Rozdział 20

594 39 0
                                    







Czy życie z pierwotnym jest inne od tego, co prowadza inni ludzie? Zapewne jest ono nieco ciekawsze i pełne skoków adrenaliny jednak, jeśli wstajesz rano bardzo głodna, po otworzeniu lodówki widzisz nietknięte woreczki z krwią nie masz idealnie rozpoczętego dnia.

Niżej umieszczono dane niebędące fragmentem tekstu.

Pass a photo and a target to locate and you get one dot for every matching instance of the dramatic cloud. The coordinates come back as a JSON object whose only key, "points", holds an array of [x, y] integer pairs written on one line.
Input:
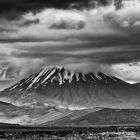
{"points": [[65, 24]]}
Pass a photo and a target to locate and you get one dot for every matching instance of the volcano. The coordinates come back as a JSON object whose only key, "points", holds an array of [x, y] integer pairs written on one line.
{"points": [[61, 88]]}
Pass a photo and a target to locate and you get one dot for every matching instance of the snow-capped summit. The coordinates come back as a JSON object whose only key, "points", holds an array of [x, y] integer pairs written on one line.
{"points": [[61, 76], [59, 87]]}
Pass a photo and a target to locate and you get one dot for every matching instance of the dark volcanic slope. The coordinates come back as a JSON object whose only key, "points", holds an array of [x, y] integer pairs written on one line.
{"points": [[102, 117], [64, 89]]}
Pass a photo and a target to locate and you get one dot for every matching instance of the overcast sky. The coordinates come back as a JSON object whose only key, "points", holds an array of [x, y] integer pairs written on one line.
{"points": [[84, 35]]}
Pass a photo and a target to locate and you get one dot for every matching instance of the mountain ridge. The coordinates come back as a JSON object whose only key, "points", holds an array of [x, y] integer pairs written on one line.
{"points": [[60, 87]]}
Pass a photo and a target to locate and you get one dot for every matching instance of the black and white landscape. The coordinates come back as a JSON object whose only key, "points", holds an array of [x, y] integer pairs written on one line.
{"points": [[69, 69]]}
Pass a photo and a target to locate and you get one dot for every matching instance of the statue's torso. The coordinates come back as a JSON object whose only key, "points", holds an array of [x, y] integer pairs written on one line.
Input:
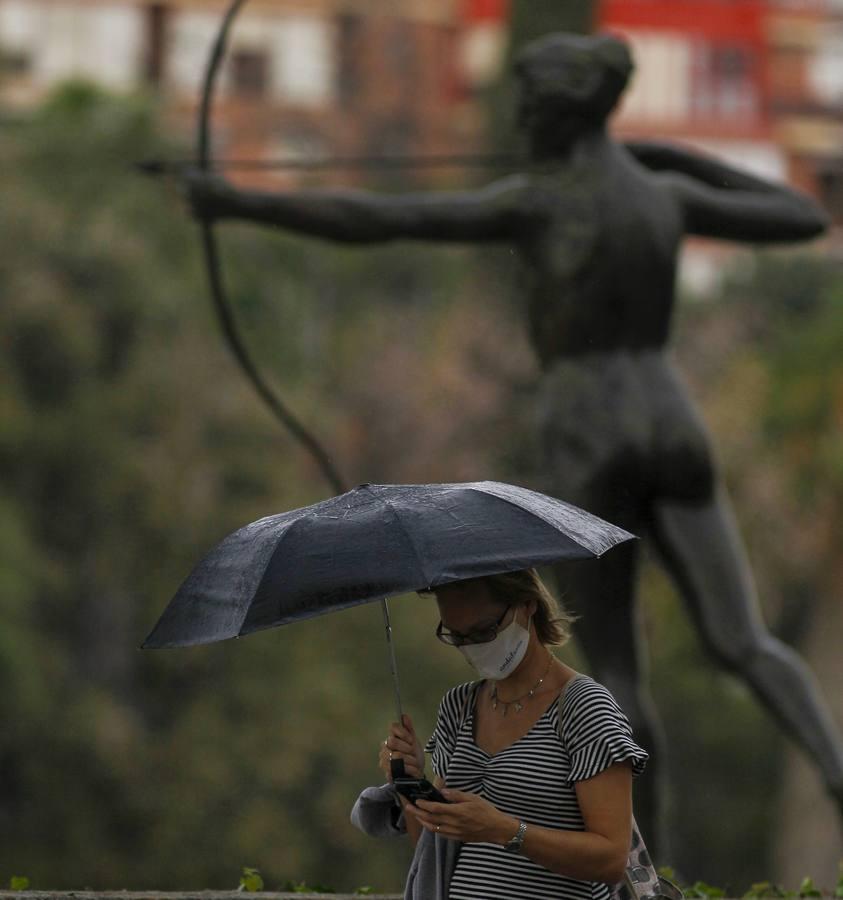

Siedziałam w kuchni parząc sobie kawę na kuchence grzał się omlet. Pogoda na zewnątrz nie była zadowalająca. Od rana czarne chmury nadchodziły za zachodu. Był to pierwszy raz od naszego przyjazdu, gdy naszym planom przeszkadzał brzydki dzień, a mieszkaliśmy w tym tymczasowym lokum od niecałych sześciu dni. W tamten czas nie to było jednak moim największym zmartwieniem. Otóż moją głowę zaprzątało bardziej wydarzenie z przed rana. Podniosłam kubek z kawą do ust i zaciągnęłam się jej zapachem.

Czyżby Elijah od tak długiego czasu nie pił krwi? Jak udaje mu się wytrzymać w moim towarzystwie? Oczywiście byliśmy w lesie, kilka mniej saren czy wilków nie zrobiłoby tu różnicy, lecz pamiętałam słowa Frey, iż rodzeństwo Mikaelsonów nigdy nie pije zwierzęcej krwi tylko ludzką. Zapominając zupełnie, że trzymam w ręce szklankę z gorący napojem upuściłam ja na ziemie, co zwróciło moje myśli na bardziej przyziemny tor. Nie zdążyłam nawet spojrzeć na zbite naczynie, gdy pierwotny szedł w moją stronę ze zmiotką i ściereczką.

-Dzień dobry, przepraszam zamyśliłam się i wypadł mi z ręki- wskazałam na plamę i resztki szkła. Po czym widząc, że wampir kuca dorzuciłam- Nie musisz za mnie sprzątać dam sobie rade, umiem po sobie posprzątać- uśmiechnęłam się lekko

- Uważasz, że jeśli jestem nadludzkim stworzeniem to nie mogę pomóc człowiekowi?- zapytał mnie.  Od razu pożałowałam swoich słow. Jego styl mowy zmienił się bardzo szybko, był on chłodny i zdystansowany.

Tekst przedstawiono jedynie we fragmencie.